Currently mobile phone vendors are focused on integrating touch
technologies, many are now going a step further and beginning to
deliver user interfaces (UIs) that are truly optimized for touch input.
They are also increasing their software skills to deliver deeper
integration of touch UIs with the underlying platform, rather than
software overlays. Seeing this current trend, Gartner predicts that the
worldwide market for touchscreen mobile devices will surpass 362.7
million units in 2010, a 96.8 percent increase from 2009 sales of 184.3
million units.

"Touchscreens are no longer the preserve of high-end devices and are
now being included in many midrange phones as more companies have been
driving the consumer market for affordable touchscreen phones," said
Roberta Cozza, principal research analyst at Gartner. "As phone
capabilities increase, consumers are becoming much more aware of the
benefits of touch interfaces, and vendors are responding."

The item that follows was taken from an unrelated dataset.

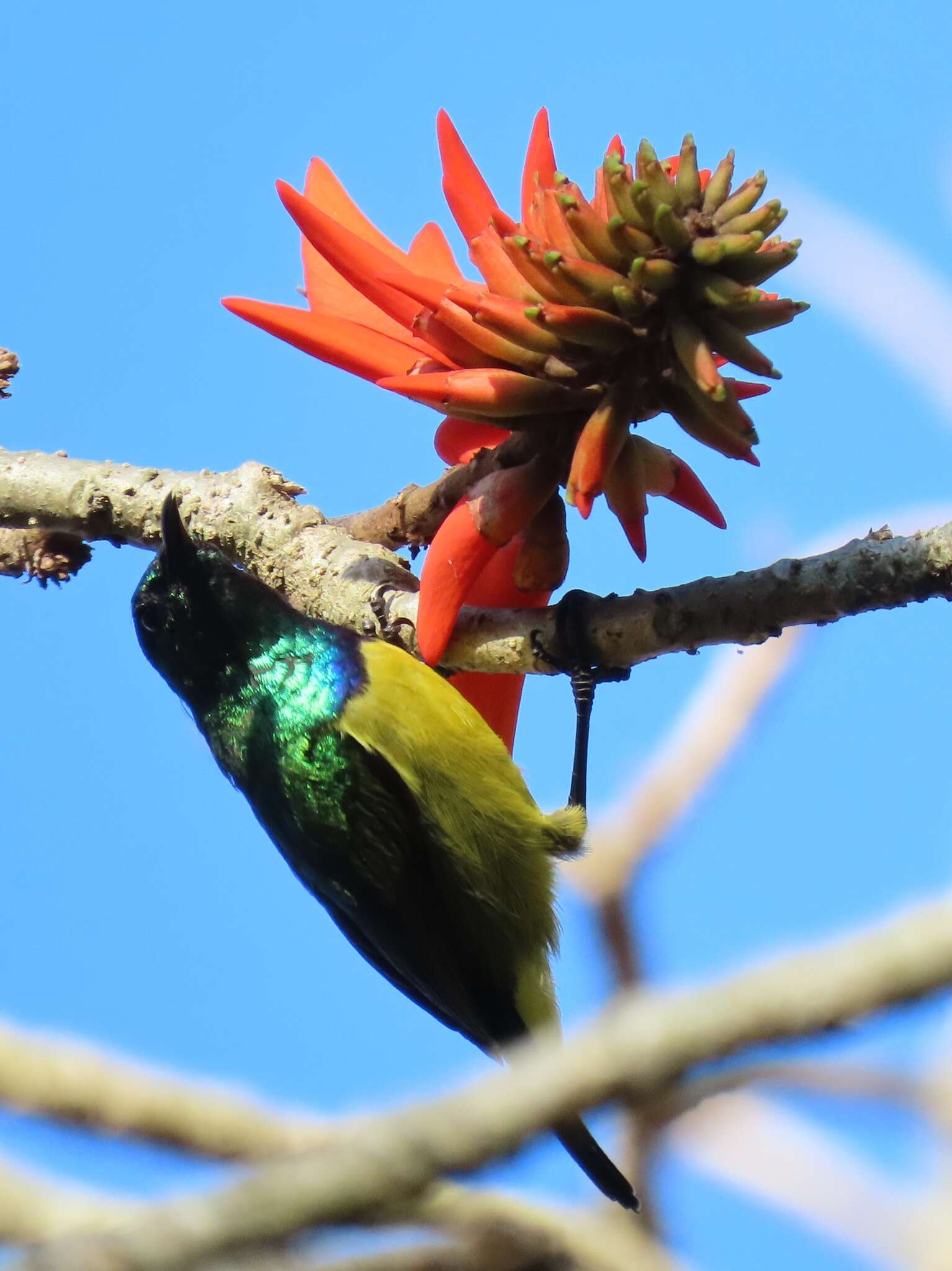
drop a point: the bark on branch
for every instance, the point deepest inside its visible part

The success of the iPhone has shown the viability of capacitive touch
technology in mobile phones, which enables more-natural, responsive and
intuitive gestures. Gartner predicts that capacitive and resistive
touchscreens will
coexist in the short term in mobile phones. Capacitive touch will be
the mainstream technology; however, resistive touchscreens will still
be around because of its lower cost.

However, it is important that apart from churning out newer touchscreen
phones, vendors also need to concentrate on delivering an experience
rather than just a product. "Consumers won’t buy a mobile device purely
for the touch UI," said CK Lu, research analyst at Gartner. Touch
technology is just an enabler, and ultimately, it is a compelling user
experience - which includes good UI design, applications and services -
that will make or break a product."

Lu advised vendors to invest in expanding their UI design capabilities
and ensure that designs for touch-driven UIs integrate closely with the
underlying device software, allowing for an uninterrupted experience.
He also said that vendors should consider integrating touch with other
form factors, such as numeric or QWERTY keypads, because touch UI
cannot fulfill all kinds of operations.